Saving College-Bound Kids From Financial Pitfalls

Parents can help their college-age children monitor spending habits, avoid identity theft, and learn from their money mistakes.

Adam Zoll: For Morningstar, I'm Adam Zoll. Sending your child off to college for the first time can be an exciting time, but how can you make sure that he or she will make wise financial choices once they are there. Here with some ideas is Tim Steffen. He is director of financial planning for Baird's Private Wealth Management Group. Tim, thanks for being with us today.

Tim Steffen: Thanks, Adam.

Zoll: Right now, families are maybe scurrying to get last-minute clothes purchases, school supplies, and thinking about how they are going to move their student into college. But there are some important financial discussions they need to be having. What should they be talking about?

Steffen: This is probably their student's first chance to be out and about on [his or her] own and [the student is] going to be making a lot of decisions for the first time that maybe they haven't had to think about before. Everything from "Are they going to work during school?
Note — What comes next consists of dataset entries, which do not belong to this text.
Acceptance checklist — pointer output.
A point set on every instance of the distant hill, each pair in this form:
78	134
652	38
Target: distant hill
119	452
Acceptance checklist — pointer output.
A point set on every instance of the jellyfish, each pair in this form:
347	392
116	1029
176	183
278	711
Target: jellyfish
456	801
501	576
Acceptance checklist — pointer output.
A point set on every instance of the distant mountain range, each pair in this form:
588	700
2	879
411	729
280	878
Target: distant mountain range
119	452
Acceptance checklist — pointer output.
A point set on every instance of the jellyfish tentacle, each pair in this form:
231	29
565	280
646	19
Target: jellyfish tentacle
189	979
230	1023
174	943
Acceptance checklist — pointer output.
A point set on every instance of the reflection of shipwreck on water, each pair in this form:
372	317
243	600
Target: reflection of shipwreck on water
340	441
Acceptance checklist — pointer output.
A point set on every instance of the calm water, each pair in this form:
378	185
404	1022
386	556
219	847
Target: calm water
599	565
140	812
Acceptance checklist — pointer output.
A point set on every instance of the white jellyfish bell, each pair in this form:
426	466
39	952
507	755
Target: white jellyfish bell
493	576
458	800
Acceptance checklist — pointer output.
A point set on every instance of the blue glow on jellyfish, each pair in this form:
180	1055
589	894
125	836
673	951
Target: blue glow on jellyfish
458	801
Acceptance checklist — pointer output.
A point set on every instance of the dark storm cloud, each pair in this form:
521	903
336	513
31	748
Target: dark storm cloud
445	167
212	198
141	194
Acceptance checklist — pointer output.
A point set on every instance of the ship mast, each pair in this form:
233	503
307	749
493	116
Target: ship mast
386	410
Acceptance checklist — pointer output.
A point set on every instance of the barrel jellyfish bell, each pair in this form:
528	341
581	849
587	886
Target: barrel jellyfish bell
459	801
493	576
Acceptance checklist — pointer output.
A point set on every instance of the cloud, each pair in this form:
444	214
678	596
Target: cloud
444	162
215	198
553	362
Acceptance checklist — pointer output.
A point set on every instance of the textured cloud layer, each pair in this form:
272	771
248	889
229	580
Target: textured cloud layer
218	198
What kind of income might they have? What are they going to spend it on?" [There are] budgeting decisions, mandatory expenses versus the fun-to-have things versus the unexpected expenses. There is a general discussion about all of those things that needs to be had right off the bat.

Zoll: Do you recommend that parents play an active role in helping with their student's budgeting decisions and spending decisions or should they back off and just sort of help them feel their way through it?

Steffen: It's a fine line because you want to let them use this experience to grow and gain some life experiences; but on the other hand, they've never done it before, so they may not know exactly where to start. So, I think the parents do need to be involved, especially if they are the ones footing the bill. If you are the one paying the expenses, you have every right and really the responsibility to know where that money is being spent. So, you want to give them a chance to learn and experience things on their own, but the parents do need to be involved.

Zoll: Let's talk for a moment about the role of student loans. So many students are relying on student loans to stay in school. Is there not a relationship between the student's spending and the amount that they will have to borrow to go to school and is that something that parents should try to reinforce?

Steffen: There certainly can be. Some student loans are structured to just be a tuition-based loan. So, whatever the tuition is, that's what the loan is going to be. Others may be more open-ended, where the student has a cash amount and they decide how they are going to use it. So, loans can be a little bit different. Depending on how the loan is structured--yes, absolutely, the child is going to be more careful about how they are spending some of that money.

And you may have more of the informal-type loans, where mom and dad loan money to the student. Not a formal student loan, but [there is an] expectation that the student, at some point, is going to pay mom and dad back for that. [In this case,] absolutely, students will want to be careful about where they're spending that money.